Josh Bechler Writer for Rocking God's HouseChristian rock band Tracing Days recently released an amazingly epic music video for their single “Masquerade.” Shot in Bozeman, Montana [where the editor of Rocking God’s House was born!] — a.k.a. God’s Country — the video is a total melting pot of diverse talent, as you will read about in the interview. The band had talents from the United Kingdom and Italy as well as director Matt Ely (Aerosmith, Melissa Etheridge) who also directed the Tracing Days video for the song “Life Outside.”

The Masquerade video is shot in a Hobbit-like fantasy world featuring warriors in authentic armor meant to replicate the likeness of medieval times; and thanks to a personal friend of the band, Scott Kinzy, the video features the iconic sword from the movie Braveheart, of which Kinzy is the owner. The four-piece band is made up of Lonnie Bos, Logan Schelvan, Kendall Kanning, and Jonathan Skillman. Their new album Control (Full Color Records/ Infinity Music Distribution) is available on iTunes, Amazon and anywhere music is sold.

Rocking God’s House spoke with vocalist Lonnie Bos about the video:

What was it like shooting the video for “Masquerade”?

It was amazing to paint on a video canvas with artists from all over the world. Allison Pitman, our voice-over talent, did a superb job, and her experience with Disney and others brought a kind of gravity to the video that was just great. Danilo Recevic, from Milan, Italy, provided the drawings for our animations, which really took the video to the next level. The international collaboration also included art director and color expert Stephen Downer, who has worked on projects for DC Comics and others; local filmmaker Jennings Barmore, a major contributor and visionary who provided additional footage and all editing; pilot Wayne Walker, who assisted with aerial footage; costuming from MSU Shakespeare in the Park; and SCA, a campus group that provided armor and actors for the live action sequences.

What exactly is the video about?

The “Masquerade” video tackles some of the philosophical ideas addressed in the song and the band’s debut album, Control. I began to realize at one point I’d spent most of my life pretending and hiding behind these masks. This song goes after that fear of being known, the temptation to find identity in stuff or success, and the vanity that follows if we keep pretending.
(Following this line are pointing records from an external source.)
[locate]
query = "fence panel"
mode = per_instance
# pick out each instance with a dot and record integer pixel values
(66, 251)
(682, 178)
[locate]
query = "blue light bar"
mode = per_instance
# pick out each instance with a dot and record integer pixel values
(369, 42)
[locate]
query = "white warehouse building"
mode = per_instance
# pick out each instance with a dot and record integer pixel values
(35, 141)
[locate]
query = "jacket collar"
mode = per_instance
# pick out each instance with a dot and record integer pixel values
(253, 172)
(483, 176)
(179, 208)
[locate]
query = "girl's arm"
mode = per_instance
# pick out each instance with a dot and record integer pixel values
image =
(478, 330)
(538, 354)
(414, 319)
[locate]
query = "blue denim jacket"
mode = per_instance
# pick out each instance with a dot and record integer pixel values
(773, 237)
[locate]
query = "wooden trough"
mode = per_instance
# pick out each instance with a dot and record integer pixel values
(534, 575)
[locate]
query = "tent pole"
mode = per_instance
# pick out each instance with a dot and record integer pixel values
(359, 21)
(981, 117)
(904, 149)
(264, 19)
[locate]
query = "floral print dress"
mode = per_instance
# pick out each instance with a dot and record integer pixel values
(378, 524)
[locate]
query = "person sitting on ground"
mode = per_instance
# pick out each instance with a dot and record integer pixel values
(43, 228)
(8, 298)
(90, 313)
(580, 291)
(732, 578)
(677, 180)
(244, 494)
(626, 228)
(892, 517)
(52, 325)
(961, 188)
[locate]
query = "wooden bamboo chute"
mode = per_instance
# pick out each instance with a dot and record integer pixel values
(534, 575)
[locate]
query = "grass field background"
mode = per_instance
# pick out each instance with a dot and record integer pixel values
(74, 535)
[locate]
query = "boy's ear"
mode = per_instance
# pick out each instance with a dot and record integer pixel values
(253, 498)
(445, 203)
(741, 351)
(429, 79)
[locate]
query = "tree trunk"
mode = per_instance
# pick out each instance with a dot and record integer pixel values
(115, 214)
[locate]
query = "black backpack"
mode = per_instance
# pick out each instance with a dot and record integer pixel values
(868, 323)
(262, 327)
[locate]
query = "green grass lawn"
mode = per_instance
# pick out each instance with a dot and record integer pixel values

You guys seem to stray away from cliché and mainstream music. What is your process?

I don’t like cliché because it doesn’t challenge my own thinking. I love hanging out with people who ask tough questions, and Tracing Days is all about working through issues, asking hard questions and searching for honest answers.

You credit being a worship leader as having the most impact on you as an artist. Could you explain that?

When I first considered the position, I struggled with the idea of spending so much time leading worship because I didn’t think there would be time for original music. It was the death of a dream in my eyes, but it wound up showing me once again that joy is found in following God’s road, not the one that I have for myself. And it turned out in the end to open the doors for original music opportunities that I didn’t previously imagine.

After being a band for only four years, what got Tracing Days running full-throttle?

I had some friends from the worship team, including a fiddle player who’s toured with (country stars) Sara Evans and Pam Tillis. Through that connection I met some contacts, one being Ainslie Grosser, who lives and works out of Nashville but came from Australia. Ainslie worked really hard to make things happen and was the type of guy who talked straight and didn’t just tell us what we wanted to hear. Ainsile has been a key point in several mega-Christian bands’ rise to success!

On the Control album, the lyrics seem really thought out and deep, like you guys put a lot of thought into the process. Tell us more about your writing?

Our lyrics show where we come from, but I’d like anyone who enjoys them to feel welcome. I try to write in a way that’s understandable to all people, not just those who agree with me. I relate to fans more than artists generally and like to close that distance. I’m always wondering about the quiet kid in the 14th row and what’s really going on in his life.

So audience connection is important to Tracing Days?

Connection with our audience has always been key; but more than just entertaining them through the music, we hope to get them thinking and help them identify God’s fingerprints all over the situations in their lives.